Princess of Tenochtitlan, Queen of Tlatelolco

Personal details
- Children: Axayaca
- Parents: Tezozomoc, Prince of Tenochtitlan (father); Atotoztli II (mother);

= Chalchiuhnenetzin =

Aztec princess of Tenochtitlan

Chalchiuhnenetzin ('noble jade doll') was an Aztec princess of Tenochtitlan, and a Queen consort of Tlatelolco by marriage to Moquihuix of Tlatelolco. She is foremost known in history for the famous legends about her lovers.

== Biography ==

=== Family ===

She was a daughter of prince Tezozomoc and his cousin, princess Atotoztli II.
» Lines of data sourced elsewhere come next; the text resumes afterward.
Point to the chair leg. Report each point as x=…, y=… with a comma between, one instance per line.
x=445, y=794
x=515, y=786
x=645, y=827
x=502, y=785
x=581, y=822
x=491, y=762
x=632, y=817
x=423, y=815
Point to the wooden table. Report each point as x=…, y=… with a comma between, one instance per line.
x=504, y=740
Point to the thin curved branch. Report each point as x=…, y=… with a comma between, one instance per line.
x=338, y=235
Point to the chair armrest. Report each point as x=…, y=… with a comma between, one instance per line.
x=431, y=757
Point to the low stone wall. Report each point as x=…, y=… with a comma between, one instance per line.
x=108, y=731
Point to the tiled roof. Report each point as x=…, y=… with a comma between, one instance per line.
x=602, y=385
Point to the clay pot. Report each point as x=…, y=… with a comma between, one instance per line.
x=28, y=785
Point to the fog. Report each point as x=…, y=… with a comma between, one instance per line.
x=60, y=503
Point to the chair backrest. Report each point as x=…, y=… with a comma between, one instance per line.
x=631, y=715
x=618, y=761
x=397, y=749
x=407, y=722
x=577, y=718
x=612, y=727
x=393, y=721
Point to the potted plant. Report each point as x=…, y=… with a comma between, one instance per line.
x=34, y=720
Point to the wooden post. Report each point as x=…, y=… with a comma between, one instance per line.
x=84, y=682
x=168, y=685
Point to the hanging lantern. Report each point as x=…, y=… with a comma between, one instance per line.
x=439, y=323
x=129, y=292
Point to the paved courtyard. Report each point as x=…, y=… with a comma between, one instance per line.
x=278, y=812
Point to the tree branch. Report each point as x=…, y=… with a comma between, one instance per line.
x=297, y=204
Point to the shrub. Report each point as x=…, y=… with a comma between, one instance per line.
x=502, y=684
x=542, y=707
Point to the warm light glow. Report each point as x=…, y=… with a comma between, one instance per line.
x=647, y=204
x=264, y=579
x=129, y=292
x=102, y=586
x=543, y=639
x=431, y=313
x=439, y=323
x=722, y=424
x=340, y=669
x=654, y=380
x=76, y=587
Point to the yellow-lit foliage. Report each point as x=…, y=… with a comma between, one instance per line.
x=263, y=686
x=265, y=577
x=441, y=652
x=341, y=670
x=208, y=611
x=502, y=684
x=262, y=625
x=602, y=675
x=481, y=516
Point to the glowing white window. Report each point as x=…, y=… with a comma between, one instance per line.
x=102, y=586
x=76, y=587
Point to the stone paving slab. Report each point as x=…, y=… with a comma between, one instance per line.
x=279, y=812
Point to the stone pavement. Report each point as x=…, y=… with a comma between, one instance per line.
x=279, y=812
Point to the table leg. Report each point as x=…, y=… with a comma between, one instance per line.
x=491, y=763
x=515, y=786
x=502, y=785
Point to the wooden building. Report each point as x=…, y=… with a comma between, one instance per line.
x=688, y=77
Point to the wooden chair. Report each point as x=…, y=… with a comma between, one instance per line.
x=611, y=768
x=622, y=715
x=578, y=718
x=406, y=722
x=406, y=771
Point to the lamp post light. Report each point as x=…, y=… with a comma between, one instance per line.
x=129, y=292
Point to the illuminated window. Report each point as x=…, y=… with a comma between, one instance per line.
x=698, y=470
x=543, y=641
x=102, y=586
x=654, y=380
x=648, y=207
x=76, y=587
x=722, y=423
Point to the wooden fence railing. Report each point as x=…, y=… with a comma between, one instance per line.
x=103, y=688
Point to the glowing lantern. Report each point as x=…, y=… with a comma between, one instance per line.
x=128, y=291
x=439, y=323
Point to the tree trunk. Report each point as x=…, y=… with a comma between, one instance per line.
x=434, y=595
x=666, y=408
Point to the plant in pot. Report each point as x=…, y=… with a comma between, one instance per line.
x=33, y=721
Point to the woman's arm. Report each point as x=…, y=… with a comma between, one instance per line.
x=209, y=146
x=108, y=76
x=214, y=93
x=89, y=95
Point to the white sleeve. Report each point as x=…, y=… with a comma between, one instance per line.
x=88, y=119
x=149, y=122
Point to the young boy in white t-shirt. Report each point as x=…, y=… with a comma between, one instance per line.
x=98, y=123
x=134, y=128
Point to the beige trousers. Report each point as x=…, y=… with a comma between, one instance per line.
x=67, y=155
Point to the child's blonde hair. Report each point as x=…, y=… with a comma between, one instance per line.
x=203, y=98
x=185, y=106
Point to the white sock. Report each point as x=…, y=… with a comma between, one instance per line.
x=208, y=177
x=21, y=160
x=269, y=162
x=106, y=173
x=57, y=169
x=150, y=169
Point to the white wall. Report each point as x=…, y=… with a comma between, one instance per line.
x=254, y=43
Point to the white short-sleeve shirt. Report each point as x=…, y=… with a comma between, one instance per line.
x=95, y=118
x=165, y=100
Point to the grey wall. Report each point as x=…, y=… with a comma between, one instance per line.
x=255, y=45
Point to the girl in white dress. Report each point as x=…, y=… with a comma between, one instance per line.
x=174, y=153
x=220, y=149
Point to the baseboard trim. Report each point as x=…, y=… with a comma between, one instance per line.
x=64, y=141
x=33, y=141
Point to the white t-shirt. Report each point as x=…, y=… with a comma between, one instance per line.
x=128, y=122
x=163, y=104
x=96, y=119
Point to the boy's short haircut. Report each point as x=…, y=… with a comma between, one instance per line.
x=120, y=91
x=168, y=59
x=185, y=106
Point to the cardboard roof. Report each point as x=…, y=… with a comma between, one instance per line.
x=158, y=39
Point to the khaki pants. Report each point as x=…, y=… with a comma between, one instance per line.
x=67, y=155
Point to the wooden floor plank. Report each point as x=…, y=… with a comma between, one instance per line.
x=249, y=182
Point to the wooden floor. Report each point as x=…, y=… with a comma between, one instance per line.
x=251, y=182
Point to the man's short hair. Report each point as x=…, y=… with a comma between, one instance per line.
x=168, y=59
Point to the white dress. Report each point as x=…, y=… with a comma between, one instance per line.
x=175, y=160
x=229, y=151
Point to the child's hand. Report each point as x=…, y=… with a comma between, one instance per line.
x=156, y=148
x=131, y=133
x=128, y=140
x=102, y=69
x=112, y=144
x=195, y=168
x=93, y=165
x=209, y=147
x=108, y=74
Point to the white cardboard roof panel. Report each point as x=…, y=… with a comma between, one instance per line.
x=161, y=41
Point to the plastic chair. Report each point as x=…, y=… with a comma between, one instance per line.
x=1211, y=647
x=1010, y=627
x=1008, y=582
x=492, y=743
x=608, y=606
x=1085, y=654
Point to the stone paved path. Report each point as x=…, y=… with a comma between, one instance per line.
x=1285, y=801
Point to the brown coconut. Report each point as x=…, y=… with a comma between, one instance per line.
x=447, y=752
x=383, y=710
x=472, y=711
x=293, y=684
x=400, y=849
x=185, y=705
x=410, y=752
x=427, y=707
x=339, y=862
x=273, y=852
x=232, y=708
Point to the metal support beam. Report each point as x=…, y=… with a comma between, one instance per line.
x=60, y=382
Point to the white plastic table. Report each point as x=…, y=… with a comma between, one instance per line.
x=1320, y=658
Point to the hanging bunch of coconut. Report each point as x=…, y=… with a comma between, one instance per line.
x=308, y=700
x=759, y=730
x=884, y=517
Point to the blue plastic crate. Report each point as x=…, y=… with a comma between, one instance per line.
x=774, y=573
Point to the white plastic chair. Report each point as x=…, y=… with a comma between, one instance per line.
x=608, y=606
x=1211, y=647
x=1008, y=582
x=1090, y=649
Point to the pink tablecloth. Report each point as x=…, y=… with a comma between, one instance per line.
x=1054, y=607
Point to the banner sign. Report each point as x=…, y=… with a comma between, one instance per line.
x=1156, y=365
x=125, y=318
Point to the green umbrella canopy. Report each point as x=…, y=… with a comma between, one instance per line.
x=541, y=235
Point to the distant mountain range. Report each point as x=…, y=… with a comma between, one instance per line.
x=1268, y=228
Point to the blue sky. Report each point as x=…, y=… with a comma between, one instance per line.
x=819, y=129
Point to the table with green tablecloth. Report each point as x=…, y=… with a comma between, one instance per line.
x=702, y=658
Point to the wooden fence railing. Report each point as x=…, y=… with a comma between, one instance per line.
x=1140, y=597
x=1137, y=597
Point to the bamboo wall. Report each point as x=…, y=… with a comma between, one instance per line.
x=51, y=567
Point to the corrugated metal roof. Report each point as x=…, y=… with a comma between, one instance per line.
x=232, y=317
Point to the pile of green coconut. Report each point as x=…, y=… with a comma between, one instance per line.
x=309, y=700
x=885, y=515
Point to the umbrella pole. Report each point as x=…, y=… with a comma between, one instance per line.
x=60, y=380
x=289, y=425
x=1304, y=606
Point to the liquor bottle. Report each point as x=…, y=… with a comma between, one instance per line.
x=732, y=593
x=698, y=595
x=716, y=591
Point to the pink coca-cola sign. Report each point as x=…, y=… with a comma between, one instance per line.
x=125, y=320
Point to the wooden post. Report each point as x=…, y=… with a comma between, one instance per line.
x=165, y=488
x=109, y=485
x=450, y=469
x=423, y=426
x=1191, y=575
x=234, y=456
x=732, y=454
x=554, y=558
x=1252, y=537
She was the sister of the emperors Axayacatl, Tizoc and Ahuitzotl and the aunt of Moctezuma II and Cuitláhuac.

=== Marriage ===

Chalchiuhnenetzin married Moquihuix (d. 1473), king of Tlatelolco, an altepetl, or city-state. She had a son with him, Axayaca, named after her brother.

Moquihuix neglected Chalchiuhnenetzin, preferring the company of other women. Reportedly, he was not attracted to her because she "was quite thin, was not fleshy". He gave the gifts sent to her by her brother to his mistresses, relegated Chalchiuhnenetzin to the position of a concubine, gave her only simple coarse clothing and had her sleeping in a corner; reportedly, he also beat her.

The ill treatment she was subjected to angered her brother, and was given as the reason for why the Aztecs attacked the Kingdom of Tlatelolco in 1473. Her spouse died in the Battle of Tlatelolco, and Tlatelolco was conquered by her brother Axayacatl. After the war she returned to her brother's court.

==Legend==

Chalchiuhnenetzin is known in history for the famous legend about her lovers. According to the legend, Chalchiuhnenetzin was given her own residence when she married, where she lived with her own court and was visited by her spouse. Allegedly, she sent her servants out to fetch beautiful men for her to be her lovers. As it was prohibited for a woman to have sex outside of marriage, she had her lovers killed after intercourse. Each lover was made into a statue after death, and when her husband visited her and asked her about the statues, she answered that they were statues of her gods.

However, she eventually decided to keep three of her lovers alive. When the king came to visit, he noticed that one of these men was wearing a bracelet he had given his wife. When he decided that he wanted to sleep with her, he noted that she had been replaced in his bed by a statue. He was directed to a room where he discovered Chalchiuhnenetzin committing adultery with her three lovers.

As punishment, Chalchiuhnenetzin, her lovers and her entire household staff were publicly executed. This execution was described as a spectacle and the reason as to why the Aztec king was insulted about the treatment of his sister and decided to attack his brother-in-law.

==Cultural references==
Chalchiuhnenetzin is portrayed as the character Jade Doll in the novel Aztec by Gary Jennings, published in 1980. The legend of her lovers and her execution is part of the narrative of the protagonist in the novel's story. In the novel she is married to Nezahualpilli.